Governor Rick Perry of Texas is concerned about the state of things in this country and he has an answer: a day of prayer, coincident with a big rally and prayer conference called The Response that he’s invited governors across the country to attend on August 6th.  You might think it odd that the governor of one of the largest states in the Union, not to mention a potential 2012 presidential candidate, should embrace religion so openly.  But, you need to remember that we’re living in the age of the Tea Party and Perry is governor of Texas, perhaps the most red of all the red states.  This isn’t Perry’s first time mixing faith and politics.  Back in April, he asked Texans to pray for rain to end a drought and combat more than 8000 wildfires.  And, last year, he said the Gulf oil spill might have been an “act of God” that safety regulations couldn’t have prevented.  To say that Perry and I are miles apart both theologically and politically is a gross understatement.  But, even while giving props to groups like the Secular Coalition for America and their contention that the event is “an insult to the millions of upstanding citizens who practice religions other than evangelical Christianity”, I’m not against his day of prayer idea.  Nor with the fact that it involves government officials.  I think if politicians, Perry included, examined their faith a little closer and spent some time in prayer, good things would happen.  What I do have a problem with are the people Perry has partnered with to put on his shindig. 

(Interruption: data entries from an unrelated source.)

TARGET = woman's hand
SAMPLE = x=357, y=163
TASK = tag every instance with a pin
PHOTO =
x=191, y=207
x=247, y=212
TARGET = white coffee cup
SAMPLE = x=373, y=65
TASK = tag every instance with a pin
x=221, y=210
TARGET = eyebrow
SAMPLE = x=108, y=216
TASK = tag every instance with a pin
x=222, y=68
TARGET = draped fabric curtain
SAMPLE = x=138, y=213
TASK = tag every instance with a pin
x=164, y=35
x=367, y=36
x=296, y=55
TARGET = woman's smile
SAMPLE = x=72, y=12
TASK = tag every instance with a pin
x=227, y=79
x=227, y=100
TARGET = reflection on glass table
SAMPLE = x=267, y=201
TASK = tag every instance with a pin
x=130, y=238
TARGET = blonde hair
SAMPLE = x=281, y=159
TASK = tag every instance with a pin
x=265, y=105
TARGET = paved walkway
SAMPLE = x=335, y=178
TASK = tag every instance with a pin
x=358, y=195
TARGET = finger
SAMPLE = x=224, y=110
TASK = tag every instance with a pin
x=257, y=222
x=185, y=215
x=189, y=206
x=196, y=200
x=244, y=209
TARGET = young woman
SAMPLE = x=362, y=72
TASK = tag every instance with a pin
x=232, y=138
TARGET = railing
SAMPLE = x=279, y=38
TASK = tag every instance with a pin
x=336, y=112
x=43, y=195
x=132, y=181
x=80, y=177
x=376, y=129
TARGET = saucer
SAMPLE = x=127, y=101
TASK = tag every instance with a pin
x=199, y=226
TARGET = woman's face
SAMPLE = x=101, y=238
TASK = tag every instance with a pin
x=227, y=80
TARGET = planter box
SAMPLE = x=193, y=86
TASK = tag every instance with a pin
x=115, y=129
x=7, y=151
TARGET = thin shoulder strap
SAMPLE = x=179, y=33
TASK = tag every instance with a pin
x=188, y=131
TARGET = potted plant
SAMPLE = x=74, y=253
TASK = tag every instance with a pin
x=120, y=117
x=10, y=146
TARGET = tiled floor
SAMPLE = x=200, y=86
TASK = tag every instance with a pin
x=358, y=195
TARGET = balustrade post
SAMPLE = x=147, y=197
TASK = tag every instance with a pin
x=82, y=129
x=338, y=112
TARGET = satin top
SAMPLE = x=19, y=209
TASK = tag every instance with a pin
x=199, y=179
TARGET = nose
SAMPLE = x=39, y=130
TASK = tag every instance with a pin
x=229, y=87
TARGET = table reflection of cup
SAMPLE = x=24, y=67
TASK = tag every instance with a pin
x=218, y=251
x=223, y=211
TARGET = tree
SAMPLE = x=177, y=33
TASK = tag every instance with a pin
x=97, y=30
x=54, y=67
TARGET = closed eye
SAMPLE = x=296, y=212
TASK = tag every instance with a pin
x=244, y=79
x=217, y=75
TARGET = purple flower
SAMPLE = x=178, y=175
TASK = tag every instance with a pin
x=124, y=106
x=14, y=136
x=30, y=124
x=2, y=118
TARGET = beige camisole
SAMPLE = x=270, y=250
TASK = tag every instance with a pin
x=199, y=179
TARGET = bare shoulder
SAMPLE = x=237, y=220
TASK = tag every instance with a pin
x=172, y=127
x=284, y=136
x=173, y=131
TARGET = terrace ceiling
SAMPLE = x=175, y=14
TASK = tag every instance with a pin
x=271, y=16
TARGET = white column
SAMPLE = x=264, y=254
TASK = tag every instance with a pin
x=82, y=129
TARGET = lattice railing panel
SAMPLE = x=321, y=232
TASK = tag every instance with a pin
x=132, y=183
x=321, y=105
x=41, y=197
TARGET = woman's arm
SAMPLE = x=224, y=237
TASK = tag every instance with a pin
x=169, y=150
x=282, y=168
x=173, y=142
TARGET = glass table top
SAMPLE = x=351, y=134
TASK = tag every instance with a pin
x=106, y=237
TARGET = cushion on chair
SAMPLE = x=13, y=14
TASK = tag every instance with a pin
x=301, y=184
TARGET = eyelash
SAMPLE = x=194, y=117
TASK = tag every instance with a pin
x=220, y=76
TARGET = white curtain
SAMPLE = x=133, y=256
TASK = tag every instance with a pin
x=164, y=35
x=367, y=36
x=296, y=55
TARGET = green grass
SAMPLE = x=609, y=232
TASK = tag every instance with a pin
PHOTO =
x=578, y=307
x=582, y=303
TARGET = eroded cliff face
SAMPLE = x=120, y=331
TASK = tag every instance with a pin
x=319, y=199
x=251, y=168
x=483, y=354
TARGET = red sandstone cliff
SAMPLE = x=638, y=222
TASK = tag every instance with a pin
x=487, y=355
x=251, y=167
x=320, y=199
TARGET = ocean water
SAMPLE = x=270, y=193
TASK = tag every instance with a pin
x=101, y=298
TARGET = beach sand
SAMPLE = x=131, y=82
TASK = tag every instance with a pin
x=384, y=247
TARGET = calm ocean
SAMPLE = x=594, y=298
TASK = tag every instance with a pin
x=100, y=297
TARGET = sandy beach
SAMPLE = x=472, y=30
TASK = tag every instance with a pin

Perry’s prayer summit is co-hosted by the American Family Association, a rather innocuous name for what the Southern Poverty Law Center has named a hate group.  I will admit that Morris Dees and his people can be a little over the top at times, but I think they got it right in this instance.  Saying things like “[T]he homosexual lifestyle is characterized by anonymous sexual encounters and celebration of sexual obsession and perversion unparalleled in any other social group” (Richard Howe, “Homosexuality in America,” AFA publication, 1994) and “The homosexual movement is a progressive outgrowth of the sexual revolution of the past 40 years and will lead to the normalization of even more deviant behavior.”  The second quote is from Donald Wildmon, President of the AFA and a Methodist minister, a fact that saddens me more than I can say.  But, those comments are mild in comparison to the words of Bryan Fischer, the AFA’s Director of Issues Analysis.  Fischer is a firebrand’s firebrand, equating gay people with Nazis and said that we “have feminized the Medal of Honor” by awarding it to a soldiers for saving their comrades rather than killing the enemy.  Grace is one of the most vital commodities of the faith that I believe in.  While people like Fischer, Wildmon and others at the AFA also claim to be adherents to that same faith, they definitely have a different way of approaching it; one that seems rather short on that vital commodity.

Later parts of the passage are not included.